Reviews for Under Covers
Widom chapter 8 . 4/9/2005
Premonitions...should have seen that coming. Should have, but didn't. Nice little occurance. Loving this story. Sad that I've ran out of chapters. I will be back!
Widom chapter 7 . 4/9/2005
Ah yes, the plot thickens. Devaki the last living member of the royal family...yes, I think that works. Sariyah really should have thought about that incident before his father said something aobut time however. I like the way you write your story...bah to anybody who says differently.
Widom chapter 6 . 4/9/2005
No apology necessary.
Widom chapter 5 . 4/9/2005
Thank you for telling us this. I'm a review maniac, so I review on everything, even authors' comments.
Widom chapter 4 . 4/9/2005
Of course Sariyah is the teacher...couldn't go anywhere with him and her lynx issues if she didn't have to spend time with him. This story simply thrills me.
Widom chapter 3 . 4/9/2005
Ah, goody...glad we found out something about Devaki's past...that little bit about her gift makes me want to scan the rest of your chapters to find out what it is, but I will resist.
Widom chapter 2 . 4/9/2005
Nothing like a little case of mistaken gender...ha ha. Gotta love this chapter, if only becuase you bothered to describe the two (I'm assuming) main characters...I was quite curious about what Devaki looked like.
Widom chapter 1 . 4/9/2005
Uh huh...this is an interesting little chapter. I like Devaki, she's a sly one...she really should pick her fights better though. :)
Eldee chapter 8 . 2/19/2005
You have a really good plot going on here :)

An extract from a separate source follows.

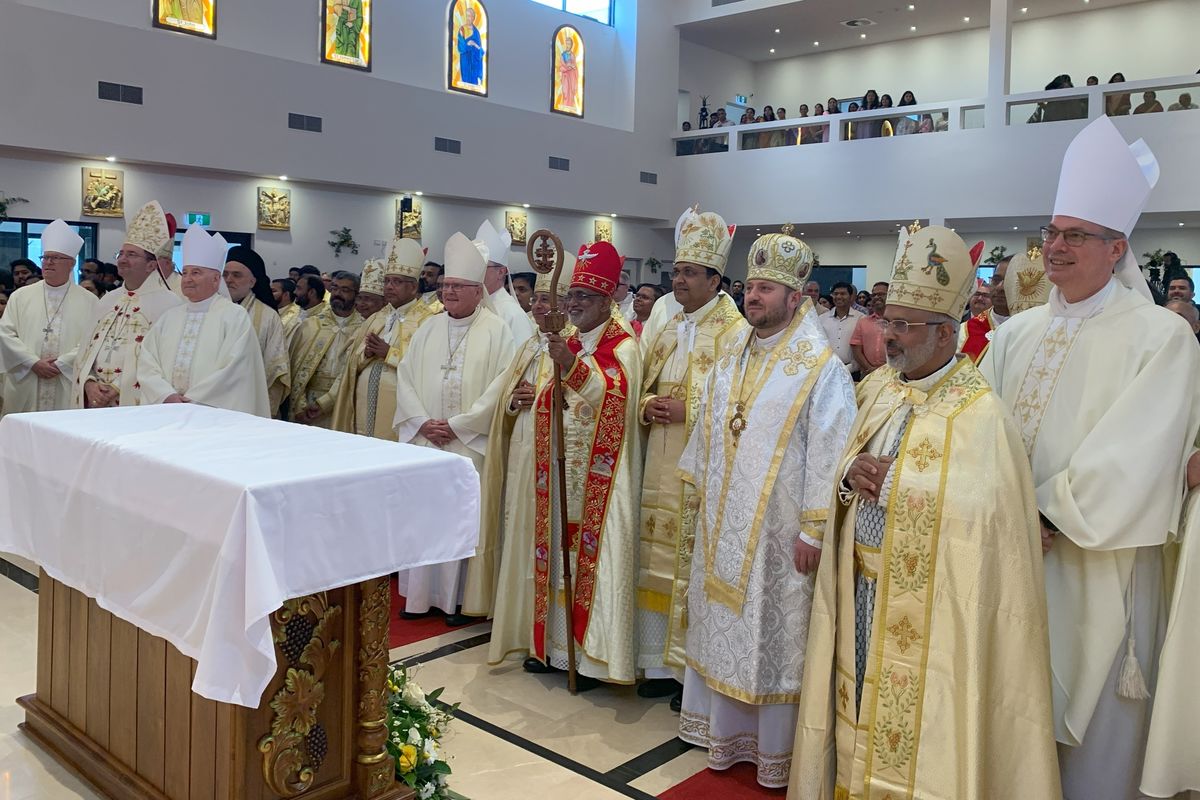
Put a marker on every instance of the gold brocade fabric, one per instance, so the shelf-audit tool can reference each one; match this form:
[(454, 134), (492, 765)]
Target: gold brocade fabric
[(957, 698), (667, 513)]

Might I suggest that you take things a bit slower, and mabye add more depth into the characters?

*Mati*
Quick fingers chapter 8 . 2/15/2005
I think you scared people away by being so…

Anyway, you need to work on your grammar and spelling, most of the spelling errors could be caught easily by a quick proof read, or by a spell checker, if you can use it.

As far as the story goes; you’re doing ok, you jump from being very cliché to somewhat original. I think you jumped a little to far ahead in the plot; some times it is easier to slip into thinks slowly, opposed to your full on dive.

Like the “you two were made for each other…” bit, you kind of didn’t have any real build-up for that, well you did, but it was all… Ok, let me put it this way, you don’t have to slap your readers in the face with what you’re doing, most of them are intelligent enough to figure things out. Where as you sort of plop things down in front of them, let them get a hold on that, then plop something new in front of them. I guess what I’m trying to say is you may (note that I say “may”) be moving a little to fast along your plot line. Maybe it’s just me though.

I’ll be watching for updates.

~Luke~
Queen Kat Food chapter 8 . 2/15/2005
The story is good, very well written. I know you are probably going to add some snide remark but you really should proofread your work. I mean I am not one to judge, everyone makes mistakes, but some of yours could be pretty easy to catch. Well I liked the story and I hope you keep it going. And remember criticism only helps you grow as a writer, if all you get is good comments then you should fear that people are not telling the truth, no story is "perfect," and I use that world very lightly. Kat
HorseChild chapter 7 . 2/13/2005
good fifth chapter!

~MAY YOU ALWAYS FLY FREE~

HorseChild
Wild Child with a twist chapter 7 . 1/26/2005
GREAT STORY!
Aneja chapter 6 . 1/19/2005
Your going to kill someone of waiting *me* if you dont post more! lol
Pam chapter 5 . 1/13/2005
Well, I personally thought it was good, the only thing I don't like is the chapters are too short, I would hope that in future chapters you would make them a bit longer, I'm a bit curious as to what her 'gift' is exactly, but can't wait till the next chapter, keep them coming.